Trasmoz, el único pueblo excomulgado de España

Trasmoz, el único pueblo excomulgado de España

Corría el siglo XIII cuando la localidad fue excomulgada por celebrar aquelarres y fiestas paganas. Muchos Papas ha habido desde entonces, pero ninguno ha levantado el castigo

Las historias de brujería han creado un halo de misterio en torno a este pequeño municipio de Zaragoza

Hace ya varios siglos que un halo de misterio a rodeado a la pequeña población de Trasmoz. Las leyendas sobre brujas y aquelarres salpican su historia desde la Edad Media. El mismo Gustavo Adolfo Bécquer quedó seducido por esas histórias  y contribuyó a difundirlas. La Tía Casca es la más famosa: «Con sus greñas blancuznas, su formas extravagantes y su cuerpo encorvado» -según relataba el poeta romántico- se dedicaba a echar males de ojo y hechizos a los vecinos del pueblo, hasta que un linchamiento popular acabó con ella. Eso sí su alma siguió vagando por Trasmoz.

A las faldas del Moncayo, a pocos  kilómetros del Monasterio Cisterciense de Veruela, este pueblo -de unos 80 habitantes- es actualmente el único pueblo maldito y excomulgado de España.

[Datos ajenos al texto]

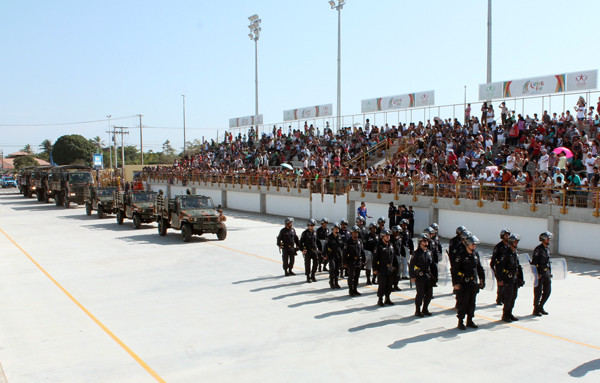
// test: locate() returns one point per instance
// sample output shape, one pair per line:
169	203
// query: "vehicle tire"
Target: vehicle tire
137	221
162	227
222	233
186	232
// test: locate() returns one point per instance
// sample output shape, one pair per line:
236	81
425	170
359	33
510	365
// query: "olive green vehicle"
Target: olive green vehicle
137	205
192	214
67	183
100	199
39	180
25	183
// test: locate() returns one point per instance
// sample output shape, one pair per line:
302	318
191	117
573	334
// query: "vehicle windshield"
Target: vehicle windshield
81	178
196	203
142	197
106	192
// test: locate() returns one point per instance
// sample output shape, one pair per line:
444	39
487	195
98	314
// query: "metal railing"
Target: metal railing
482	192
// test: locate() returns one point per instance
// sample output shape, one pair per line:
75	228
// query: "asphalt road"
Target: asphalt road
87	300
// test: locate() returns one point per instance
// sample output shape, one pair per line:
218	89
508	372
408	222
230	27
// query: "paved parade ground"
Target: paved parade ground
87	300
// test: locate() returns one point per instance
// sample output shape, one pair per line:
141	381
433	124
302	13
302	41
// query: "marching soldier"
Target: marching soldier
467	278
541	260
334	248
288	243
308	245
370	242
355	258
322	234
420	274
510	275
384	267
496	254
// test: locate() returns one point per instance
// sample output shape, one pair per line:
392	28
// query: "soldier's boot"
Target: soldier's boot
470	323
418	312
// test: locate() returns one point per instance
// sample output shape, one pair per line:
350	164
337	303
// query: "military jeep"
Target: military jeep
100	199
192	214
67	183
137	205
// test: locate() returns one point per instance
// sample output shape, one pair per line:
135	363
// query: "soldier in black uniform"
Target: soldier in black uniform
420	274
334	248
392	212
310	250
510	275
354	260
541	261
385	264
467	278
322	234
408	249
370	242
496	254
288	243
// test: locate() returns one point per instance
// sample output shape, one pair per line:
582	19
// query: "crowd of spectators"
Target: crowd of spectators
498	148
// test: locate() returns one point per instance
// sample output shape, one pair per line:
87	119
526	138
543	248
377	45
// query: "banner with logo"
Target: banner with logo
569	82
308	113
583	80
245	121
404	101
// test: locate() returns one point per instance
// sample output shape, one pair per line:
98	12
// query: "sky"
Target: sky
67	65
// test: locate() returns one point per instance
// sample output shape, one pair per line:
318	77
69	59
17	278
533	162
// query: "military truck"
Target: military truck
192	214
39	179
137	205
68	182
24	183
100	199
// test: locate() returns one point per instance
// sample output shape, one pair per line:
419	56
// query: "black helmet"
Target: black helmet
514	238
460	229
546	235
471	240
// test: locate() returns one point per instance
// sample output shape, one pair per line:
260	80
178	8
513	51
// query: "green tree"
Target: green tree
24	161
73	148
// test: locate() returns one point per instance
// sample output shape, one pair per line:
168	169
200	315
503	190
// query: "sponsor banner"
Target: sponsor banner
308	113
245	121
583	80
404	101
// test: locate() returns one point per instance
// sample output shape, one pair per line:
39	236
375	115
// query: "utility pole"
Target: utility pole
122	131
141	140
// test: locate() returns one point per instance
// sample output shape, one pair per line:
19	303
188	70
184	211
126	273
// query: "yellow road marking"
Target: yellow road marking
440	306
89	314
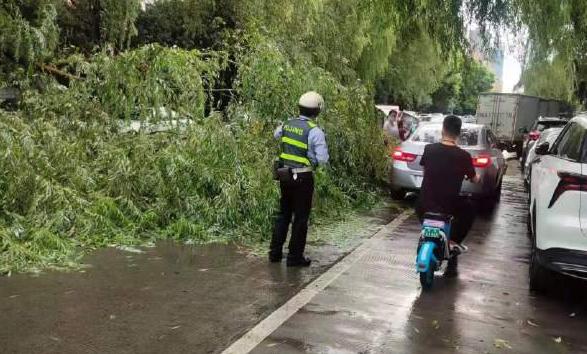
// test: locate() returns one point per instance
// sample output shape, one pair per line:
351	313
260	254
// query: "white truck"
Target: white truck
510	116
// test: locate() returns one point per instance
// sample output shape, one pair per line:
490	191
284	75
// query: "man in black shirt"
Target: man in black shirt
445	167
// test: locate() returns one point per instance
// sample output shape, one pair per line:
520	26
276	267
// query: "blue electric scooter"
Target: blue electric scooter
433	247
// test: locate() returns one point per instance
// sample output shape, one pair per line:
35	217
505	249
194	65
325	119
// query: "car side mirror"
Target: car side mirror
543	149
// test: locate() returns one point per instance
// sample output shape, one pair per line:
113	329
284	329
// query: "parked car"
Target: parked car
511	115
533	135
558	218
469	119
548	135
407	174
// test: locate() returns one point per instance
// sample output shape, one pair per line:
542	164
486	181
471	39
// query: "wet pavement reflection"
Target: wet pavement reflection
168	299
377	306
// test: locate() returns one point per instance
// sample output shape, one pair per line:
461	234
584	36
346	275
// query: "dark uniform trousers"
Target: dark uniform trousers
296	203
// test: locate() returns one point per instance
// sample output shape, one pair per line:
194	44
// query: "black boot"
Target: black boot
299	262
275	257
451	269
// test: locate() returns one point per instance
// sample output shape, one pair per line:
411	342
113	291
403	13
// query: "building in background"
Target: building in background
493	59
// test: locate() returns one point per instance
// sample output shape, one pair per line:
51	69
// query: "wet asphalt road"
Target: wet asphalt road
169	299
183	299
377	306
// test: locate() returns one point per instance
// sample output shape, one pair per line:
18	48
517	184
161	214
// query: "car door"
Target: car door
496	154
583	208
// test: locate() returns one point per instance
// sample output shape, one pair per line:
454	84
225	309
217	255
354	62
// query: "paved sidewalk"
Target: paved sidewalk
377	306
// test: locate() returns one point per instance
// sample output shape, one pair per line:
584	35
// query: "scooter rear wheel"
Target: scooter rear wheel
427	279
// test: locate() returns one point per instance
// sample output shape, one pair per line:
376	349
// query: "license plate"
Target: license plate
431	232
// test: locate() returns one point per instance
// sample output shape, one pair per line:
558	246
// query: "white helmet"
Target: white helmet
311	100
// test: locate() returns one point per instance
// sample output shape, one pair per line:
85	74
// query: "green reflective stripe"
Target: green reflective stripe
295	158
294	142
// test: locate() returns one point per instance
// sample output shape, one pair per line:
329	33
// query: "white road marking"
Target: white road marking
263	329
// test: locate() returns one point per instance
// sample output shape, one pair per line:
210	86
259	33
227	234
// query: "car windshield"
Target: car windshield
433	134
550	124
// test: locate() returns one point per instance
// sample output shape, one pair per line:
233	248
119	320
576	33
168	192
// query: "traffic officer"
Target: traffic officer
303	147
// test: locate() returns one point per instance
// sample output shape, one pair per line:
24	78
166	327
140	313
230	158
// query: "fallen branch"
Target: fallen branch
54	71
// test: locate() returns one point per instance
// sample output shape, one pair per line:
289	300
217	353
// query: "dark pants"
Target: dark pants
464	216
296	202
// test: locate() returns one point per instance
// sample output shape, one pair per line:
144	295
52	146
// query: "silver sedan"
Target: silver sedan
477	140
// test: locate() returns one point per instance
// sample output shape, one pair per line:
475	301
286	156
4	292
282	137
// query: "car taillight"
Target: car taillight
534	135
400	155
481	161
568	182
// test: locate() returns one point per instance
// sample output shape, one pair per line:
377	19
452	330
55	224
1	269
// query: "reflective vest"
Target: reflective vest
294	143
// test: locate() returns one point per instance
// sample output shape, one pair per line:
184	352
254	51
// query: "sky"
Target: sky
512	70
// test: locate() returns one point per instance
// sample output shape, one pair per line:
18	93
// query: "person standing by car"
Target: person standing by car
445	167
303	146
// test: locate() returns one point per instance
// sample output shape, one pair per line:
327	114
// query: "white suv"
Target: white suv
558	206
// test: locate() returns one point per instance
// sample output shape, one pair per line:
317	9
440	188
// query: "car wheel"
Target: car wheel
539	276
398	194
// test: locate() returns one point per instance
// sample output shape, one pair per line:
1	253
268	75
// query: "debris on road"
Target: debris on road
502	344
532	324
130	249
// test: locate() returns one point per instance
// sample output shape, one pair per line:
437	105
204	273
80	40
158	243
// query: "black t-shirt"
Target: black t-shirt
445	167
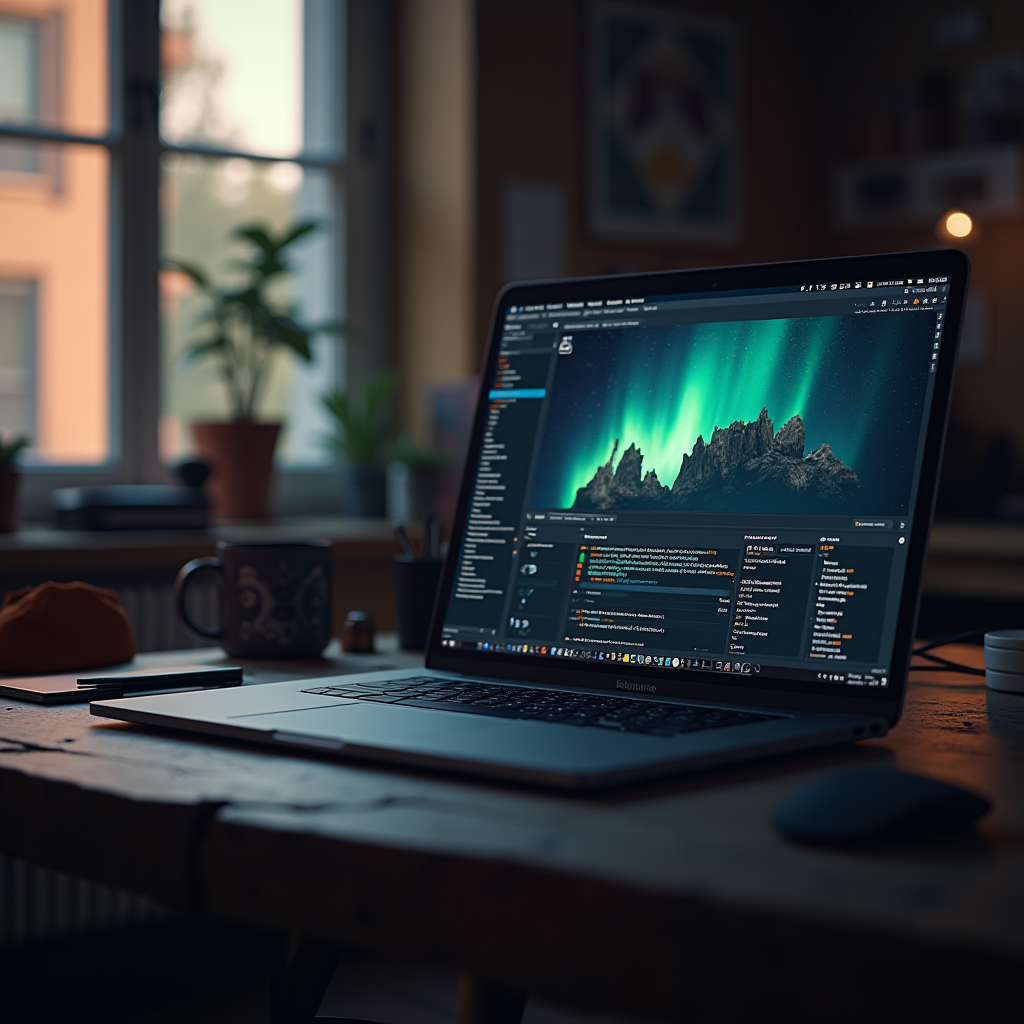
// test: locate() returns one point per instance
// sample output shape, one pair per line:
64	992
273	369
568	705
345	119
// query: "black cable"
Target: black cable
942	641
965	669
942	664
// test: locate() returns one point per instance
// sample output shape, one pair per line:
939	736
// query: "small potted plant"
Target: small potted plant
242	328
363	440
414	477
10	478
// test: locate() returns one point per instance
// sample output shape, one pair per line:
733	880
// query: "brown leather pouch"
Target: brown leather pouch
61	627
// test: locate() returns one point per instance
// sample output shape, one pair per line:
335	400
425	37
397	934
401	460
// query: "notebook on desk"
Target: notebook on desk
691	531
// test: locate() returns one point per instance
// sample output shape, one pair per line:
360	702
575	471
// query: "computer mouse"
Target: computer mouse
873	806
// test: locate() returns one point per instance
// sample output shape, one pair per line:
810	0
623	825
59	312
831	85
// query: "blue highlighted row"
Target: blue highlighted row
520	392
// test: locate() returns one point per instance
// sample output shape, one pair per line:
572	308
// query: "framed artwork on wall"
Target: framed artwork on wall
663	125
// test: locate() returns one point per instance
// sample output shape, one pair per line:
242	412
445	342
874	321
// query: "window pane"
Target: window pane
54	352
53	68
235	73
203	201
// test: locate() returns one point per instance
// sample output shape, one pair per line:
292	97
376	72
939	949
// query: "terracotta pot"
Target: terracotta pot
241	456
10	480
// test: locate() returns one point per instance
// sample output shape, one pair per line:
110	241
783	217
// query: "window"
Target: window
54	325
270	98
131	130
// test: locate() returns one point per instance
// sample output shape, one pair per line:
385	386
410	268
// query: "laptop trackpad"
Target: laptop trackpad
373	724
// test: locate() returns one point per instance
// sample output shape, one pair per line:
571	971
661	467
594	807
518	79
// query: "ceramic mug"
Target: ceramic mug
275	598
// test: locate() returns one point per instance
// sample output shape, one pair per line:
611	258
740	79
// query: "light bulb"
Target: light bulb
958	224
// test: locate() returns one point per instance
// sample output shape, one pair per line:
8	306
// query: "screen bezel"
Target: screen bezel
682	683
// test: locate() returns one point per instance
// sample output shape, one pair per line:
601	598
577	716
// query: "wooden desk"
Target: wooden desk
675	900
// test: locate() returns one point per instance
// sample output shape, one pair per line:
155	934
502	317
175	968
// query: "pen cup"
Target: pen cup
416	588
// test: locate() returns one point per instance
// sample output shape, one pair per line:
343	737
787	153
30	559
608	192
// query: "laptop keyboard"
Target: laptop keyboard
619	714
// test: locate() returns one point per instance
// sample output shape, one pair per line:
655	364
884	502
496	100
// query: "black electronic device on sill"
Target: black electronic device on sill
136	506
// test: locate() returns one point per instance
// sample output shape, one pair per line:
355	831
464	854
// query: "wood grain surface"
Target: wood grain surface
674	900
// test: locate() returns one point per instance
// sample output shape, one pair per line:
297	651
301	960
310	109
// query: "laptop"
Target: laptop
691	531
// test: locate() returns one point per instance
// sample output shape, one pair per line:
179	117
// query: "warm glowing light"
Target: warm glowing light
958	224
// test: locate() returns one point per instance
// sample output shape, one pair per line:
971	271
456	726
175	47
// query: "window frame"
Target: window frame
360	185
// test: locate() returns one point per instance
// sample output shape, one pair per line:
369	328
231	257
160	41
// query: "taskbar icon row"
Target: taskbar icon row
617	656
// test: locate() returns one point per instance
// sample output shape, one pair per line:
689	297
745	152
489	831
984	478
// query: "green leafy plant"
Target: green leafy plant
243	327
9	451
418	456
364	427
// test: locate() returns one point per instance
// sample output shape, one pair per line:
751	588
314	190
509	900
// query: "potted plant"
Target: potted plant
363	438
10	478
241	329
414	476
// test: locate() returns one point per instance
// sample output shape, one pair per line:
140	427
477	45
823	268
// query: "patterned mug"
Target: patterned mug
275	598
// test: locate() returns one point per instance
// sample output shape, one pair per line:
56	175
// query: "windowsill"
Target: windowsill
41	538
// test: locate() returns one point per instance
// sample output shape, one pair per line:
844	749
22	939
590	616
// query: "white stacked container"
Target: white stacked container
1005	660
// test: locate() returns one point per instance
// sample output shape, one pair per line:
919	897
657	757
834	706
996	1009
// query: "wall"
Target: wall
434	184
873	83
530	79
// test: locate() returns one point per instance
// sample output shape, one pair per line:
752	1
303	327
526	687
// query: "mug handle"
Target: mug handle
185	574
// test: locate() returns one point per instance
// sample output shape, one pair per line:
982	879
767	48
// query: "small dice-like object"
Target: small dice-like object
357	633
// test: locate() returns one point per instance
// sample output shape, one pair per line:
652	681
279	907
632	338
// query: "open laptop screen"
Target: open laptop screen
720	481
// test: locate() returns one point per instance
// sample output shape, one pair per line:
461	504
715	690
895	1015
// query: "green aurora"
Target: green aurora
677	383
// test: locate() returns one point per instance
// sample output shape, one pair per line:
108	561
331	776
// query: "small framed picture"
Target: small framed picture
663	125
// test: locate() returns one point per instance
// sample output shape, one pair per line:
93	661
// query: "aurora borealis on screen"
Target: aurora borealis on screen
856	382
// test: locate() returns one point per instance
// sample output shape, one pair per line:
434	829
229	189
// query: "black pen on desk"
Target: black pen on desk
401	536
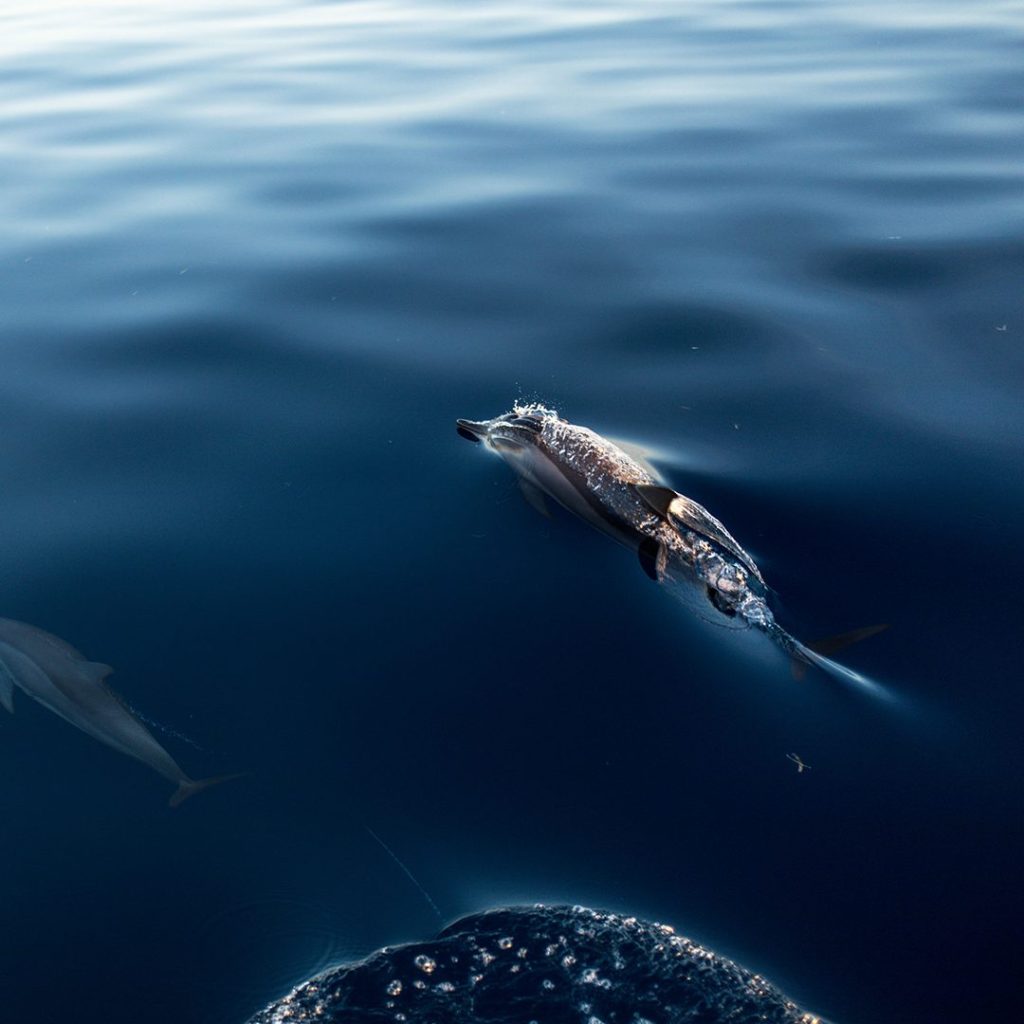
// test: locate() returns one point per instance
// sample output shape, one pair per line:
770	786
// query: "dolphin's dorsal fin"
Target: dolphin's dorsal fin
652	558
535	497
96	671
676	507
6	688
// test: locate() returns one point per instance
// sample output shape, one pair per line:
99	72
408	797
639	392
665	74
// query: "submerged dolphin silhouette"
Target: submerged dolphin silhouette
62	680
675	538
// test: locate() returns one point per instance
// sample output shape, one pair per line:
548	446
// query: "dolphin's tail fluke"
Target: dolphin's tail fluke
818	655
189	786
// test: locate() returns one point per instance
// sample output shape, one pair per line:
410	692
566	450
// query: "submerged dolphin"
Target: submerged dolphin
675	538
62	680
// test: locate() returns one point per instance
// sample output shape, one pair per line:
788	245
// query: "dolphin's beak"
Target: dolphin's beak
470	430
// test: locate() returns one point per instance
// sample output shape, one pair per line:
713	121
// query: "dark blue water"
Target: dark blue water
255	260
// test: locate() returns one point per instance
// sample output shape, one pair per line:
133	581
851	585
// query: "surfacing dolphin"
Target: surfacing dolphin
65	681
676	539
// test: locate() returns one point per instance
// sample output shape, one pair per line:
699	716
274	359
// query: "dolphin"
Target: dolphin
61	679
676	539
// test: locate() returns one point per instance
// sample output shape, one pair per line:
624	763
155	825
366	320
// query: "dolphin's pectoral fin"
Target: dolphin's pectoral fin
96	671
6	688
535	497
680	509
832	645
656	498
652	558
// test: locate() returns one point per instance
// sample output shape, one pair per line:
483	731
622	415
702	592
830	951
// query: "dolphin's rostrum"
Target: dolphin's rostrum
61	679
676	539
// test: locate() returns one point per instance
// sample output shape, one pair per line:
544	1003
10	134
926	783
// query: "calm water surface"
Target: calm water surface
254	262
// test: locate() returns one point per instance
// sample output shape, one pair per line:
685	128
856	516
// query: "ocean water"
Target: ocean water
257	257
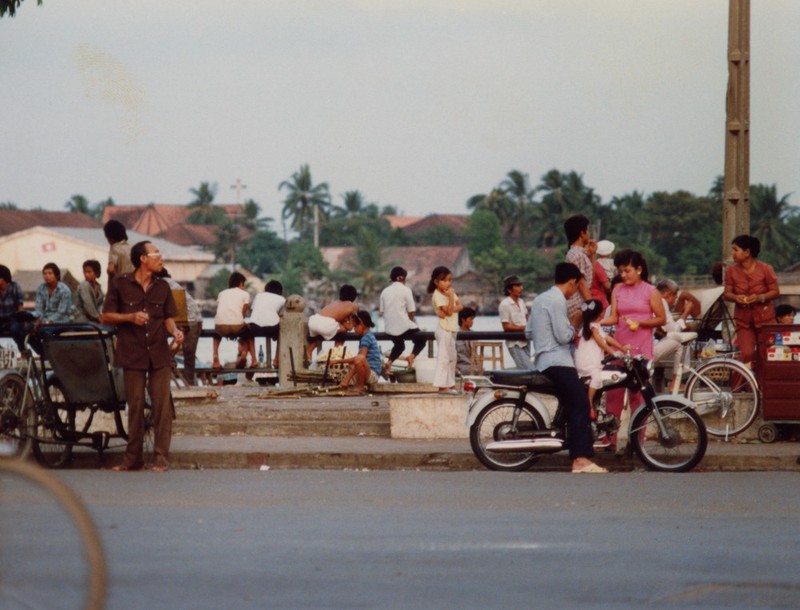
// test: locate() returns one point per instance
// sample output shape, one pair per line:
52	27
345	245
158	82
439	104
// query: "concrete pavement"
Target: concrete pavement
241	429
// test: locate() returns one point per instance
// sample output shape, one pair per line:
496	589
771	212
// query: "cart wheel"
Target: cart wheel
768	433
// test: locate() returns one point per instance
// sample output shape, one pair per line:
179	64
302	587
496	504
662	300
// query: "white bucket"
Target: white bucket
425	367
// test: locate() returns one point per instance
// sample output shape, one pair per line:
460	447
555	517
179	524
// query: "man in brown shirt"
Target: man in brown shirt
143	310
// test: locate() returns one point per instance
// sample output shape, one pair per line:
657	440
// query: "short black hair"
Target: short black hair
274	286
236	279
115	231
348	293
574	226
467	312
566	272
54	268
93	265
397	273
138	250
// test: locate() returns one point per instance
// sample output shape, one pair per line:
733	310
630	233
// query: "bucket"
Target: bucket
425	367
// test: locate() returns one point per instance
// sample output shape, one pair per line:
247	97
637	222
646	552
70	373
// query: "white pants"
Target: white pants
444	375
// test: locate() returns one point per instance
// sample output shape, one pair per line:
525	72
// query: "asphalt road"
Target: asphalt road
330	539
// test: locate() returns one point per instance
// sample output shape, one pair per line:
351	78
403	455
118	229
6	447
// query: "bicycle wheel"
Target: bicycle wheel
681	444
726	396
14	417
494	423
36	512
54	429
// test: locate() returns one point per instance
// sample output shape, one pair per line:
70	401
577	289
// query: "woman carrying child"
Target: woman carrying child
593	347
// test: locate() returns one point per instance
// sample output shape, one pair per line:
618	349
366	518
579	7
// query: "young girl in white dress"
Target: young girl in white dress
446	305
593	347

Corría el siglo XIII cuando la localidad fue excomulgada.

Por aquel entonces Trasmoz era como una isla laica rodeada de todos los pueblos que pertenecían al Monasterio de Veruela. Según cuentan las leyendas, la actividad de las brujas estaba en aquellos años en su máximo apogeo y, entre los muros de su castillo, los aquelarres y todo tipo de actos paganos eran una constante.

Tiene un museo dedicado a la brujería y cada año, con la llegada del verano, se celebra una feria dedicada a las brujas, la magia y las plantas medicinales que atrae a cientos de visitantes al pueblo. Sin embargo, si hay una fecha señalada en el calendario festivo es la celebración de Todos los Santos, el Día de los Difuntos y, en Trasmoz, la noche de las ánimas.

Una celebración que viene de antiguo ya que tiene orígenes celtas. Se festejaba la llegada del imperio de las tinieblas, propiciadas por las largas noches invernales. Era el momento para que los espíritus aflorasen y vagasen entre los vivos. Tres son los rituales que se conjugan en estas fiestas: rezos, toques de campanas y prendimiento de luces.

En Trasmoz, la jornada festiva comienza por la mañana con la recolección de calabazas, donde los niños cobran especial protagonismo. Se adornan y se colocan para iluminar el recorrido que por la tarde noche realizarán en procesión. Como manda la tradición se reza el Rosario desde la Iglesia al cementerio, y allí tiene lugar un responso por las ánimas benditas. Una procesión en la que también es tradición entonar el canto de «Los gozos para las ánimas benditas», un cántico recuperado que se cantaba hace siglos en la localidad.

Una vez finalizan los actos religiosos, comienza una peculiar iniciativa: las Calles Terroríficas, en la que se recorren las calles y rincones del pueblo que esconden escalofriantes misterios. Una actividad en la que se retrocede en el tiempo, despertando a las ánimas del pasado.